Weil der über 10 Euro weniger kostet in der Summe, deswegen^^

Xtreme Plus: ab 41 Euro plus das VR001-Set beim Caseking für 6 Euro

Xtreme 5870: ab 36 Euro, passende SpaWa und RAM-Kühler inclusive (zumindest MÜSSTEN die passen, hier liegt halt der Teufel im Detail). 
Dazu noch etwas kürzer, weil er besser an die PCB-Form angepasst ist (siehe vorne am Slotblech die Anschlüsse - der Kühler hat hier eine passende Aussparung. Und da das PCB der 5870 (soweit ich sehen kann) dem der 6970 fast komplett entspricht... müsste passen.

Falls der GPU-Kühler nicht passt, dann
a) passen die SpaWa-Kühler trotzdem und ich nutze meinen Alpenföhn Heidi für die GPU und der Kühler wird halt evtl. im Forum weiterverkauft oder so
b) die SpaWa-Kühler passen auch nicht, also wird alles zurückgeschickt. Verlust: Versandkosten


----------



## T0XIC (1. Januar 2011)

Achso. Na dann mal viel Glück.


----------



## nightwalker77 (3. Januar 2011)

steamrick schrieb:


> In grob einer Woche werde ich dir warscheinlich sagen können, ob der Accelero Xtreme 5870 drauf passt.
> Von den Bildern her müsste es passen, wenn nicht...
> naja, die Versandkosten bringen mich nicht um.

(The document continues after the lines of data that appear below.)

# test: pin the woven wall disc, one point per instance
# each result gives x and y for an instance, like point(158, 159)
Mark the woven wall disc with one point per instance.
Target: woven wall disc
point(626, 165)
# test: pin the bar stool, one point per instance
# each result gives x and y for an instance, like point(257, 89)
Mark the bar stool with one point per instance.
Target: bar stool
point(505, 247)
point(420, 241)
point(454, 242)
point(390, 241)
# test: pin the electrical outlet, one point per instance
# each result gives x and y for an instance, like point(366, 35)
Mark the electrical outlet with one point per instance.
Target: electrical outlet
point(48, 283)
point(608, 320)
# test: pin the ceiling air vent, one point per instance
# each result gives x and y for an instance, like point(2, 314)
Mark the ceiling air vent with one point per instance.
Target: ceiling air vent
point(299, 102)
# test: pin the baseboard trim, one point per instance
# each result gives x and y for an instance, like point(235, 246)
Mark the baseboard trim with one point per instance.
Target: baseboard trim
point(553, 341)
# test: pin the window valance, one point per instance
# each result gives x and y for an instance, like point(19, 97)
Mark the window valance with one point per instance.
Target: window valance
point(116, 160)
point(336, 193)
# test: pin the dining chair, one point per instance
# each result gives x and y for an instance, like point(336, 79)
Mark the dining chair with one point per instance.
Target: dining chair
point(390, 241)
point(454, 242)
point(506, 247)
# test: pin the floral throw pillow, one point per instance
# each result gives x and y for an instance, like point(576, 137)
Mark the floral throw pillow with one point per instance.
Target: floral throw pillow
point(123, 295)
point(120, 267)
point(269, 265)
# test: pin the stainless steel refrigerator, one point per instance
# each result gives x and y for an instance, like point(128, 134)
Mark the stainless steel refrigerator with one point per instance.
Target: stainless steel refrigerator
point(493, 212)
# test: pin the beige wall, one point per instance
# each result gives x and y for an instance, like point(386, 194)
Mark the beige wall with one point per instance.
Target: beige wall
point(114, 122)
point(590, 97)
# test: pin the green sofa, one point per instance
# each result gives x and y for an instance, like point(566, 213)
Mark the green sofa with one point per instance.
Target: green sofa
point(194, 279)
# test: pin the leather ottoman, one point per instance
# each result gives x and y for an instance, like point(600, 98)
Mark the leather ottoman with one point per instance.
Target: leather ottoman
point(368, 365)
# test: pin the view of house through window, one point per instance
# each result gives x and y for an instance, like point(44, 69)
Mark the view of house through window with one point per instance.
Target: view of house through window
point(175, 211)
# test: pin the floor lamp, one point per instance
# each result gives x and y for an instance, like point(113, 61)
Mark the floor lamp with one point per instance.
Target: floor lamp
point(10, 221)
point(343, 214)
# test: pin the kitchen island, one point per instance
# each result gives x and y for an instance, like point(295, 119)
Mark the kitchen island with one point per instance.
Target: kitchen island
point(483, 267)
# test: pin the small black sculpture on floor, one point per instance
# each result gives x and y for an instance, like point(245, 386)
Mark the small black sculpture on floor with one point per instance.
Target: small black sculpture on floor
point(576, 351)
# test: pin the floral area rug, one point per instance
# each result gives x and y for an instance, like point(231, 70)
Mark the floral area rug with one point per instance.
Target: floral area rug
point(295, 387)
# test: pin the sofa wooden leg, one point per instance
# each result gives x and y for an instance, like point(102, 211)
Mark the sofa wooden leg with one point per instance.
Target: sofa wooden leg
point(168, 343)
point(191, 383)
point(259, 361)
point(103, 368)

Ich hab den Umbau hinter mir!

Der Xtreme 5870 passt auf eine HD 6950 bis auf ein kleines Detail: Man muß den Kühlkörper der mit 3 Schrauben über die Spannungswandler kommt ein wenig Frei sägen in der Mitte!!! Mit dem passenden Werkzeug aber kein Problem! Ich habs sogar mit ner normalen Bügelsäge hinbekommen.
Nur vorher die Wärmeleitpads abziehen damit sie nicht mit Spänen verkleben!

Zu den Temperaturen: Laut GPU-Z 0.5.0 ca. 20 Grad niedriger als Referenzkühler!


----------



## steamrick (4. Januar 2011)

Danke für den Hinweis!

Noch eine klitzekleine Frage:
Was genau meinst du mit Freisägen?

Den Abstand erhöhen? (bzw. die Lamellen flacher machen?) Dann müsste dass auch mit etwas Gedult und einer Metallfeile klappen, oder?
Naja, mein Kühler sollte übermorgen oder so ankommen. Dann schau ich mir das mal genauer an


----------



## stephantime (4. Januar 2011)

Hallo ich würde mir gerne die 6950 kaufen und habe im Keller noch einen Accelero S1 Rev. 2 rumfliegen.

Würde dieser auf die Karte passen?

Und gäbe es da etwas zu beachten?


----------



## lu89 (4. Januar 2011)

Mich würde interessieren, ob ein Scythe Setsugen 2 auf die 6950/6970 passt. Das ist ja auch ein guter Kühler.


----------



## steamrick (6. Januar 2011)

Ich kann bestätigen:
Der Accelero Xtreme HD 5870 passt soweit auf die HD 6950, aber der SpaWa-Kühler ist problematisch:
http://i1130.photobucket.com/albums/m531/steamrick/BILD0552b.jpg

der ist halt ca. 2mm zu flach und muss dementsprechend etwas nachbearbeitet werden.


----------



## HaNg_MaN (8. Januar 2011)

haste du mal nen bild wie du es bearbeitet hast?


----------



## BL4CK_92 (8. Januar 2011)

vill sollte jemand ein sammelthread machen, wo man posten kann welche Kühler passen. Würde nämlich auch ne 6950 kaufen im referenz, und dann flashen. aber dann sollte halt ein bessere lüfter drauf. weiß jemand ob man den Arctic Cooling Accelero Twin Turbo Pro ohne großes gefummele drauf bekommt?


----------



## Derbe86 (18. März 2011)

Ist schon irgendwo ein Samelthread offen? Oder kann jemand nen Link zur Lösung der bessere Kühulg der 6950 posten?


----------



## b00gie (18. März 2011)

ich hab ebenfalls den Xtreme 5870 auf meiner 6950 sitzen. SpaWa Kühler ein wenig flacher gefräst und schon passt alles wie gewünscht


----------



## HaNg_MaN (20. März 2011)

setsugen 2 passt auch siehe hier den Beitrag vom sixxer:

http://extreme.pcgameshardware.de/luftkuehlung/136863-ati-hd-6950-lukue.html
Post #8


----------